Von Rächern und Schraubern


Das Schöne an der Wikipedia ist, dass man immer wieder etwas Neues lernt. Heute: Was ist ein Akkuschrauberrennen? Was sich anhört wie eine Wette für „Wetten, dass..?“ ist ein Sport. Und es ist Kunst, entwickelt von einem Professor für Produktdesign an der Kunsthochschule in Hildesheim, seit 2003 mit einiger Begeisterung erprobt von Designstudenten aus der ganzen Republik.

Die Regeln sind streng. Wikipedia erklärt:

„Beim Akkuschrauberrennen geht es darum, dass Fahrzeuge, die von einem einheitlichen, handelsüblichen Akku-Bohrschrauber angetrieben werden und auf denen eine Person fahren kann, gegeneinander antreten. Der Antrieb des Akku-Bohrschraubers mit 18 Volt und rund 41 Ampere entwickelt eine Leistung von etwa 740 Watt oder einer Pferdestärke (PS). (…) Bei dem Rennen geht es nicht nur um Geschwindigkeit, sondern auch darum, eine ungewöhnliche Lösung in Leichtbau zu zeigen. Jedes Gefährt wird vor dem Rennen gewogen. Das Richtgewicht für den Fahrer liegt bei 70 kg. Wenn ein Fahrer weniger wiegt, werden entsprechende Gewichte zum Ausgleich an Bauch und Rücken des Fahrers befestigt.“

Inzwischen nehmen diverse Design-Unis teil, die Wettkämpfe werden größer, die Gefährte origineller. Am 28. Mai 2011 steigt das nächste große Rennen auf einem alten Flugplatz in Hildesheim.

Nur: Die Wettkämpfe werden nicht mehr rein sportlich ausgetragen. In der Wikipedia streiten sich wenige Zankhälse um den Eintrag. Schon am 1. März 2011 gab es eine kontroverse Diskussion um seine Löschung. Die Entscheidung kam schließlich am 15. März nach einigem Hin und Her: das Akkuschrauberrennen bleibt „als interessante Kuriosität (analog Robocup)“, so die Admin-Begründung. Der Robocup ist die jährliche Weltmeisterschaft des Roboter-Fußballs. Gern verglichen werden die rasenden Akkuschrauber auch mit der Wok-WM, bei der lauter Promis in einem Asia-Wok eine Bobbahn hinunter rasen. Robocup und Wok-WM werden in sehr ausführlichen Wikipedia-Einträgen beschrieben, einschließlich der Siegerlisten der vergangenen Jahre.

Das Akkuschrauberrennen bleibt also, und mit ihm der Streit.
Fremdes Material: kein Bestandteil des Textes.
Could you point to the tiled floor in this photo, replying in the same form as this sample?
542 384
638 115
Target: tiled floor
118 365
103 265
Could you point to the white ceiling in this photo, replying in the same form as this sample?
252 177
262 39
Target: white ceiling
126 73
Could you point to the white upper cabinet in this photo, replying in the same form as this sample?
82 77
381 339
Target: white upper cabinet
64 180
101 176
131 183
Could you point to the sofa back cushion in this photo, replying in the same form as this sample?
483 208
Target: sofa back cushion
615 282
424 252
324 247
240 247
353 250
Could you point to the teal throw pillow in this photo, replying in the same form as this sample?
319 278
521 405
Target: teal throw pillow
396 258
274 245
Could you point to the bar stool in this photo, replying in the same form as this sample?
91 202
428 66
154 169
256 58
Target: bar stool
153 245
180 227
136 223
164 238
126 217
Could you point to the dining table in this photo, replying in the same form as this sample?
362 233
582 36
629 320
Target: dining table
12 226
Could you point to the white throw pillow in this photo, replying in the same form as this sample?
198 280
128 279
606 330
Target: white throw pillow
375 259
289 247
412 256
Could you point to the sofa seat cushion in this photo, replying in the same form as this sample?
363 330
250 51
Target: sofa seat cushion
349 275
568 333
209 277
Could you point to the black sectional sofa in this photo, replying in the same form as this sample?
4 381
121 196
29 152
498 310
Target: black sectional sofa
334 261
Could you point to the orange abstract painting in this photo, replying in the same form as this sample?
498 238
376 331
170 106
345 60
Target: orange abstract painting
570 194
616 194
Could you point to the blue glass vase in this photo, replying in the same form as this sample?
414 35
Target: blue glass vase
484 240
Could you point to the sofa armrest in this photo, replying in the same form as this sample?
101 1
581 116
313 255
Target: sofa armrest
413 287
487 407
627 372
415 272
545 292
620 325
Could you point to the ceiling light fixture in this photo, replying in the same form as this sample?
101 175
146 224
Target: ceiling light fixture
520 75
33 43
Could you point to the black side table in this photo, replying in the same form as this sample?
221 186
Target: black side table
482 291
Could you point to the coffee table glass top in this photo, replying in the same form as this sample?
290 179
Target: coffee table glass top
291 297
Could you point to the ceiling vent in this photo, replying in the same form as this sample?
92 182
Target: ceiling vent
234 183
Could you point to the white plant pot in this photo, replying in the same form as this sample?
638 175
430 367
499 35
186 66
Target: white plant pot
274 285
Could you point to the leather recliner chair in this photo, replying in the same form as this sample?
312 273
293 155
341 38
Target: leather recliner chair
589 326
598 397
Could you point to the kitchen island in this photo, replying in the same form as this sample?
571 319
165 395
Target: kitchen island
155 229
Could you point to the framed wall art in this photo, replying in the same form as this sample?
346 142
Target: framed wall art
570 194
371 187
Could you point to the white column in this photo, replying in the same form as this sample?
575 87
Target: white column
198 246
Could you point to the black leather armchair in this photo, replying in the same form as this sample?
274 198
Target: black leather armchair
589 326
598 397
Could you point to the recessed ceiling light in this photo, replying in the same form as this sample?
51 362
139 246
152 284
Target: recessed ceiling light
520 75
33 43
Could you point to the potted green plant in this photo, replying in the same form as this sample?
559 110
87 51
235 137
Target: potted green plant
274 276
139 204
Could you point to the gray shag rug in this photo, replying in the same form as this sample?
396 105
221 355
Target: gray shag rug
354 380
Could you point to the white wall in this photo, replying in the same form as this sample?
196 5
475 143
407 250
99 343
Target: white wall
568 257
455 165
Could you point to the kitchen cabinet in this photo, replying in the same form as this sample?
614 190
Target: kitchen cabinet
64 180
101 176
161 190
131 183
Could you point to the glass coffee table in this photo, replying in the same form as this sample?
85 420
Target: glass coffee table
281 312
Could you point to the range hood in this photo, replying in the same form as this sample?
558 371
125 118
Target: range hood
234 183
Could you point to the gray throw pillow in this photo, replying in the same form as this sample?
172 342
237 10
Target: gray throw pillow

Nach drei Reverts ist der Wikipedia-Artikel seit gestern Abend, 20.53 Uhr, für zwei Wochen gesperrt. Der Grund: Am 5. April um 3.59 Uhr in der Früh hat der Autor „Roterraecher“ die Siegerliste der vergangenen Jahre gelöscht. Seine Begründung: „Name-Dropping.“ Das habe mit einer Enzyklopädie nichts mehr zu tun, die Namen der Studenten seien „völlig irrelevant“. 19 Stunden später, um 23.03 Uhr am Abend des 5. April, fügt „Ausgangskontrolle“ die Bestenliste wieder ein. Wenn ein Wettkampf relevant sei, dann auch die Erwähnung der Gewinner.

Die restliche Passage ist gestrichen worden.